長短経 / 臣行
世稱酈寄賣交、以其紿吕祿也、于理何如?班固曰、“夫賣交者、謂見利忘義也。若寄、父為功臣而執刼雖摧吕祿、以安社稷、義存君親可也。”或曰、“靳允違親守城、可謂忠乎?
新字:世称酈寄売交、以其紿呂禄也、于理何如?班固曰、“夫売交者、謂見利忘義也。若寄、父為功臣而執劫雖摧呂禄、以安社稷、義存君親可也。”或曰、“靳允違親守城、可謂忠乎?
書き下し
世に酈寄の交わりを売ると称するは、其の呂禄を紿けるを以てなり。理に於て何如。班固曰く「夫れ交わりを売る者とは、利を見て義を忘るるを謂うなり。寄の若きは、父は功臣と為りて執劫せらる。呂禄を摧くと雖も、以て社稷を安んず。義は君親に存す、可なり」と。

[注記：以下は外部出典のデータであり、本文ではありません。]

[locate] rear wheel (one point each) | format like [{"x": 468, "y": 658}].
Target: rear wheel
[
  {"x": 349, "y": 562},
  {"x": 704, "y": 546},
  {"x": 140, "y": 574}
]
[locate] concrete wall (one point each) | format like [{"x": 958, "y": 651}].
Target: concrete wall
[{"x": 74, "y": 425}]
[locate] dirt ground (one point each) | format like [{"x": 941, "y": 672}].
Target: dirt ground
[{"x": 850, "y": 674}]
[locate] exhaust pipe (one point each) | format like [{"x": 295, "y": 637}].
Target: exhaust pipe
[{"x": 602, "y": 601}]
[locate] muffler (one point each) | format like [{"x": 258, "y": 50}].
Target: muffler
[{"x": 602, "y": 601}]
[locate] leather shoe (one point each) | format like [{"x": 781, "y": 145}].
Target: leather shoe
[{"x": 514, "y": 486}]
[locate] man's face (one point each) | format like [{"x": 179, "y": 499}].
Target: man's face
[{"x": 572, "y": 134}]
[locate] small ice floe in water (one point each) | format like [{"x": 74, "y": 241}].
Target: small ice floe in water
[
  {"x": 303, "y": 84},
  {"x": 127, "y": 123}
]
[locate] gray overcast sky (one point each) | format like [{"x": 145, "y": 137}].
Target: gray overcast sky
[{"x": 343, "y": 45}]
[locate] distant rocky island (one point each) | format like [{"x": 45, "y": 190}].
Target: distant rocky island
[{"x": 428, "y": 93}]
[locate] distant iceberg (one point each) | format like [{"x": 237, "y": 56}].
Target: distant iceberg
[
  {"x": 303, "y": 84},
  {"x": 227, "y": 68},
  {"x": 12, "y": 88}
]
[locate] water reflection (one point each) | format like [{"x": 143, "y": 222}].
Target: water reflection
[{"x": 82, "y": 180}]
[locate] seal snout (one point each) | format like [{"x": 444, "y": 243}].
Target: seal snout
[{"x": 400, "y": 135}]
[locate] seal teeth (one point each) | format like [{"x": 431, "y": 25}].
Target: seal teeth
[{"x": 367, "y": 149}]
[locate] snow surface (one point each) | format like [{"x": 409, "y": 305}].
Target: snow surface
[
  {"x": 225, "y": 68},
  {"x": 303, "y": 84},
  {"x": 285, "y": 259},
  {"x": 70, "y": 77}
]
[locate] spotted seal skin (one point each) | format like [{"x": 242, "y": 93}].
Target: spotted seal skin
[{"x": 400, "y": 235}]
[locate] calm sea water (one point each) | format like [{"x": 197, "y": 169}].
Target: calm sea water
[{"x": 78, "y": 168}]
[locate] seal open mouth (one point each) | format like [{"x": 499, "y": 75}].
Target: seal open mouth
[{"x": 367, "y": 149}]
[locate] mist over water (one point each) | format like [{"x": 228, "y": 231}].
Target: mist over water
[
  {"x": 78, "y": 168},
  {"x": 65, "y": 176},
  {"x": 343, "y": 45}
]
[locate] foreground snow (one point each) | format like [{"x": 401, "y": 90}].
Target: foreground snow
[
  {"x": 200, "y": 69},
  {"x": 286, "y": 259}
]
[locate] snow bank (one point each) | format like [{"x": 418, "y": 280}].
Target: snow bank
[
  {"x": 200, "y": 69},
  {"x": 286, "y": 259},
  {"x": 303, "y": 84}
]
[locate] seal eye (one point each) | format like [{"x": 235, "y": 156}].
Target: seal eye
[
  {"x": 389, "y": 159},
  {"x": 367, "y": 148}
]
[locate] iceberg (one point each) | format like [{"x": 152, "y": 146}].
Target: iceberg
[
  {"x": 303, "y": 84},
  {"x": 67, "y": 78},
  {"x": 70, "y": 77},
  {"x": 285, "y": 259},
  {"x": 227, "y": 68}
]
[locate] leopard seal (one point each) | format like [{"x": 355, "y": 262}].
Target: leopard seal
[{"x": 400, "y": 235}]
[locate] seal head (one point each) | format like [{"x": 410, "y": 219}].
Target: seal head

或るひと曰く「靳允、親に違いて城を守る。忠と謂う可きか」と。
現代語訳
世間で酈寄が友を売ったと言うのは、呂禄をだましたからである。道理としてはどうか。班固は言った。「交わりを売るというのは、利益を見て義を忘れることをいう。酈寄の場合は、父が功臣でありながら人質に取られていた。呂禄を挫いたとはいえ、それによって国家を安んじた。義は君主と親にある。よいのである」。ある人が言った。「靳允が親に背いて城を守ったのは、忠と言えますか」。
解説
酈寄は呂氏一族の呂禄と親友でしたが、その信頼を利用して兵権を手放させ、呂氏を滅ぼしました。世間は友を売ったと非難した。班固の反論は定義から入ります。交わりを売るとは、利益を見て義を忘れること。酈寄は利益を得ていないし、父の命と国家がかかっていた。だから当たらない、と。非難の言葉が実際に何を指すのかを確かめる。議論の作法として正確です。